Ecrit par : gmc | 16 décembre 2007

> GMC : Merci pour le lien, c'est en effet très intéressant. Finalement, ce n'est pas tant la destruction ou l'horreur qui s'offre à l'artiste qui lui sert d'inspiration, mais plutôt sa perception de l'horreur, sa recherche de sublimation. Il en va de même d'un mouvement artistique manoeuvré par un état dictatorial, à la différence que celui-ci mettra tout en oeuvre pour que cette nouvelle vague artistique s'impose à tous. Ce qui, on peut le penser, arrive de nos jours sous nos yeux.

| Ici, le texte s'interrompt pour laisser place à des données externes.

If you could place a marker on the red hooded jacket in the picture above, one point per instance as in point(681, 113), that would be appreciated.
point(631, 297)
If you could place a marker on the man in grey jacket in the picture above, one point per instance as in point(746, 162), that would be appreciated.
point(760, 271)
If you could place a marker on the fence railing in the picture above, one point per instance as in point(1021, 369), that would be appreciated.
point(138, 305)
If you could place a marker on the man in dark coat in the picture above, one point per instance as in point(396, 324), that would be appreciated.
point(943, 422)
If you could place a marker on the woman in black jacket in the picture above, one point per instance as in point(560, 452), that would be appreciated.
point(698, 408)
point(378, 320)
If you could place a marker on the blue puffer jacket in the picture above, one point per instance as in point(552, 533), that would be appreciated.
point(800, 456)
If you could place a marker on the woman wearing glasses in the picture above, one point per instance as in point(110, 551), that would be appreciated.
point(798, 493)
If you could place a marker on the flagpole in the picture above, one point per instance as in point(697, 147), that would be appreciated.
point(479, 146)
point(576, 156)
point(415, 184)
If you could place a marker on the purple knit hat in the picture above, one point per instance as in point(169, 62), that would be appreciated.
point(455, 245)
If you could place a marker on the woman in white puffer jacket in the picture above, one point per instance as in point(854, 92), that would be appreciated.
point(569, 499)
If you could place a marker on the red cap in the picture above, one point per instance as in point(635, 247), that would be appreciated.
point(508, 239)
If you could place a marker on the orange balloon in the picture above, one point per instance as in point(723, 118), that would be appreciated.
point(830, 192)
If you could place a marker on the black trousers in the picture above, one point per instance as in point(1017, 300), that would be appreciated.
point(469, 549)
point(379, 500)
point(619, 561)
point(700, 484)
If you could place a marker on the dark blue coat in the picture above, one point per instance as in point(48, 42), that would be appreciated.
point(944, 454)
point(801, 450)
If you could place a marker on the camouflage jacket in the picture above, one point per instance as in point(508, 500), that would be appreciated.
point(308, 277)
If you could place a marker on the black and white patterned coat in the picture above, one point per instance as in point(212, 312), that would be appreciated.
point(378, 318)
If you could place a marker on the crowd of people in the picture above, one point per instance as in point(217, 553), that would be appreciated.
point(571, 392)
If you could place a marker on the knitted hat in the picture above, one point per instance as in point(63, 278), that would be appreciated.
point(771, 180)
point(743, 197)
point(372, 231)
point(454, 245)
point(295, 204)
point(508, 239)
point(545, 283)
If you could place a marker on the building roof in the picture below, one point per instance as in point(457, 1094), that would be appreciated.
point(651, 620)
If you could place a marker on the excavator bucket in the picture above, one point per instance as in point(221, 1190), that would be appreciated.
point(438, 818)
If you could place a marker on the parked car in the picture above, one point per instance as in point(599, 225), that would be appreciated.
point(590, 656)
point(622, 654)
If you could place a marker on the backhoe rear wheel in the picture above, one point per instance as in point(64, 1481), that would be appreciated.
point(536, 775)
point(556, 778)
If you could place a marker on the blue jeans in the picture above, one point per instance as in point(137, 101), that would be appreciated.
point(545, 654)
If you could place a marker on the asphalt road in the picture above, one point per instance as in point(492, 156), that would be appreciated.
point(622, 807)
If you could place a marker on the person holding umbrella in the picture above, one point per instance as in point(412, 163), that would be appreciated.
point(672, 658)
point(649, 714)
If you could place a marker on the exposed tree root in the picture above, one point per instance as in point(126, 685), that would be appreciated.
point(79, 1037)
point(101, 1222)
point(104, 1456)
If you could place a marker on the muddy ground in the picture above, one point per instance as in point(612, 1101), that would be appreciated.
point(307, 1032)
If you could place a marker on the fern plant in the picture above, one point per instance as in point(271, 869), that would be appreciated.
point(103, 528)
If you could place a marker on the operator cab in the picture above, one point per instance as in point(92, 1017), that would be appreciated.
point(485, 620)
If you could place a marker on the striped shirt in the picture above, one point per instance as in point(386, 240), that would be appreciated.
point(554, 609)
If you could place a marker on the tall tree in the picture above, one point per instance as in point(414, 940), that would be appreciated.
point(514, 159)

Ecrit par : Sheffer Peppard | 16 décembre 2007

vous savez, chaque société, quelle qu'elle soit, est une entité immorale, donc aucune surprise, que cette entité soit une dictature ou une pseudo-démocratie; ça ne change pas depuis la nuit des temps, inutile donc de croire qu'il en ira autrement un jour ou l'autre.

Ecrit par : gmc | 16 décembre 2007

Cela fait bien longtemps que je n'y crois pas. Peut-être même avant la découverte de la vérité sur le Père Noël.

Ecrit par : Sheffer Peppard | 16 décembre 2007

Echanges réfléchissants par eux-mêmes.